Rien d’étonnant, donc, à ce que divers ajouts propres à Lockdown aient été purement et simplement mis à la poubelle pour Vegas. Exit Ding Chavez (bouh !), les sauvegardes rapides, les façons multiples de faire sauter une porte, les capteurs de rythme cardiaque et autres missions sniper péniblissimes. Adieu aussi à l’IA de groupe incapable de tirer au but. Au chapitre des ajouts, en revanche, rien que du bon : des points de sauvegarde cohérents, un système de récupération de la vie à la Call Of Duty 2, une IA de groupe irréprochable, des commandes affinées, un système de mise à couvert, des graphismes revus à la hausse, des chemins multiples au sein d’un niveau et, bizarrement, un gars de moins dans le groupe. Fondamentalement, Rainbow Six Vegas constitue un énorme bond en avant dans la série, et accède aux niveaux des meilleurs jeux de tir jamais publiés. Cela ne veut pas dire pour autant que tout soit parfait.

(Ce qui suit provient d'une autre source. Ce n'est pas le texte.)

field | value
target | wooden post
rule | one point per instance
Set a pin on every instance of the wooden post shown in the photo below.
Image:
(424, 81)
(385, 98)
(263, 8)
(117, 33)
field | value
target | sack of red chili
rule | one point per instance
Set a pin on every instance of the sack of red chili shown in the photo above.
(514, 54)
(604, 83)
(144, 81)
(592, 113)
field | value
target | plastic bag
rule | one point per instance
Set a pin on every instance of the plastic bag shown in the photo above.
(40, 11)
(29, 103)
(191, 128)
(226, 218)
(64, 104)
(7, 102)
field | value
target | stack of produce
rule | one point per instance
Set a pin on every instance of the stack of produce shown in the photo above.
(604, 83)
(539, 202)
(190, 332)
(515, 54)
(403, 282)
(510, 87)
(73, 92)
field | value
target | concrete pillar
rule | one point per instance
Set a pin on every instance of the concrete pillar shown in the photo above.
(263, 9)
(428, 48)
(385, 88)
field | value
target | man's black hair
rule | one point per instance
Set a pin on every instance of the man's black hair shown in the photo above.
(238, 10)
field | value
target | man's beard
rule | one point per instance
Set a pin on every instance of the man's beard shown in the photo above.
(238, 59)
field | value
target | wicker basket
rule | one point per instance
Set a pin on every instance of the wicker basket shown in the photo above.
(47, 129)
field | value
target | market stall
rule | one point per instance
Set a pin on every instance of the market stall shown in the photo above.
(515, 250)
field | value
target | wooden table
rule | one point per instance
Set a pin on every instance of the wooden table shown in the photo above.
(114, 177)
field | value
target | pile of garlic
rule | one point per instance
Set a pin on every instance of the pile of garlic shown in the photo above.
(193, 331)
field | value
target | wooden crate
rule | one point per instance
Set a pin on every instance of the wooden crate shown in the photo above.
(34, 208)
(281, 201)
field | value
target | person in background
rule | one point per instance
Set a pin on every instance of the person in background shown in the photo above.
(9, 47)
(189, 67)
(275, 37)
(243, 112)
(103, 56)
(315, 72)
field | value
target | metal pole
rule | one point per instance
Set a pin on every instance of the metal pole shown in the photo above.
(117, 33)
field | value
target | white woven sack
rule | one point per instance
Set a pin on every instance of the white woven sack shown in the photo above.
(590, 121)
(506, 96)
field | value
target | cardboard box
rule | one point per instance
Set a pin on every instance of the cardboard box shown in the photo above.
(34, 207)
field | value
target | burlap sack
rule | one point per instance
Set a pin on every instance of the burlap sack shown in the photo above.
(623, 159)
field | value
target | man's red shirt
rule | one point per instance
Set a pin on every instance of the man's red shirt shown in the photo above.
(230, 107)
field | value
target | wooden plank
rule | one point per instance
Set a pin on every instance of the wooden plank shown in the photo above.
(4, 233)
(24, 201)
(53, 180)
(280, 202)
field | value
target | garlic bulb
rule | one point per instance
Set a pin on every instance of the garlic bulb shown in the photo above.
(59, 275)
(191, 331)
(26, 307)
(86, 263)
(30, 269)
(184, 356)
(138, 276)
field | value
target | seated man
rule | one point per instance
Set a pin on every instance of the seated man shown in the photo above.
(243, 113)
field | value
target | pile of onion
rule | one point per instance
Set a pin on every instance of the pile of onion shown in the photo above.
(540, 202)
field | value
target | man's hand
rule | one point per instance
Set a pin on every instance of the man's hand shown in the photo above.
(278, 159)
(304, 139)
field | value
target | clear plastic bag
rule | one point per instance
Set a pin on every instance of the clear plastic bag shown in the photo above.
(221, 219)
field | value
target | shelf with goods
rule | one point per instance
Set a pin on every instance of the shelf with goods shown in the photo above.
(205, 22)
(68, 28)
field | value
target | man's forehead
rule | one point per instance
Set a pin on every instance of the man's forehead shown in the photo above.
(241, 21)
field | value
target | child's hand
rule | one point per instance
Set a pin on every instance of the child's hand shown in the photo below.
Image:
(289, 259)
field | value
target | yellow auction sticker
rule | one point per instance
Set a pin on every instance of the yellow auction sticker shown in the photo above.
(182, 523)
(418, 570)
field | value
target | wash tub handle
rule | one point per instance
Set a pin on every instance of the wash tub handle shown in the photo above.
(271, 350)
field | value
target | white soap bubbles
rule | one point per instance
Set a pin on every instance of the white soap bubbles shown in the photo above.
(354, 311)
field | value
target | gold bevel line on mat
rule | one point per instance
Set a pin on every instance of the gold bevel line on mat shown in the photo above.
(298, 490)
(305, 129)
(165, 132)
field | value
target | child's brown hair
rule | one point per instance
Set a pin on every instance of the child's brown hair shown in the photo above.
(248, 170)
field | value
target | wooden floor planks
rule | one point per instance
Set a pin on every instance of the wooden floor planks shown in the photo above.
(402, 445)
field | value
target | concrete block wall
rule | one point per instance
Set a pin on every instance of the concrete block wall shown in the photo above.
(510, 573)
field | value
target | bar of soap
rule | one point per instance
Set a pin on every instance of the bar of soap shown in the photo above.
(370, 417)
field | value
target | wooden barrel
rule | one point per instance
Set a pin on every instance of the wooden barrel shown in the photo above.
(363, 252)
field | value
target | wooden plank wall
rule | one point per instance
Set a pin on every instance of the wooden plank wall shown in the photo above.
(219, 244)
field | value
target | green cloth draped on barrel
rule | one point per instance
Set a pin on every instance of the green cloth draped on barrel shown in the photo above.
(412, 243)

Comme nombre de jeux inspirés de Tom Clancy chez Ubisoft, le scénario est, une fois encore, un rien inepte. Tout commence au Mexique ; vous contrôlez le chef d’équipe Logan Keller, en charge d’un commando antiterroriste d’élite, lequel tente de rallier ses camarades coincés dans la ville de San Joshua del Mosquiera. L’intensité et l’aspect visuel rappellent les cinématiques haletantes de Ghost Recon Advanced Warfighter : on en prend plein la vue d’entrée. Lors de la chasse à Irena Morales, ce qui démarre comme une mission classique prend vite un virage incontrôlable. Cette diablesse latino semble déterminée à causer le plus de chaos possible pour des raisons qui restent mystérieuses, mais qui ont un rapport étroit avec les casinos de Las Vegas. Difficile de savoir pourquoi elle concentre son énergie sur le saccage des casinos. Peut-être qu’elle y a laissé sa chemise. En tout cas, elle est cinglée.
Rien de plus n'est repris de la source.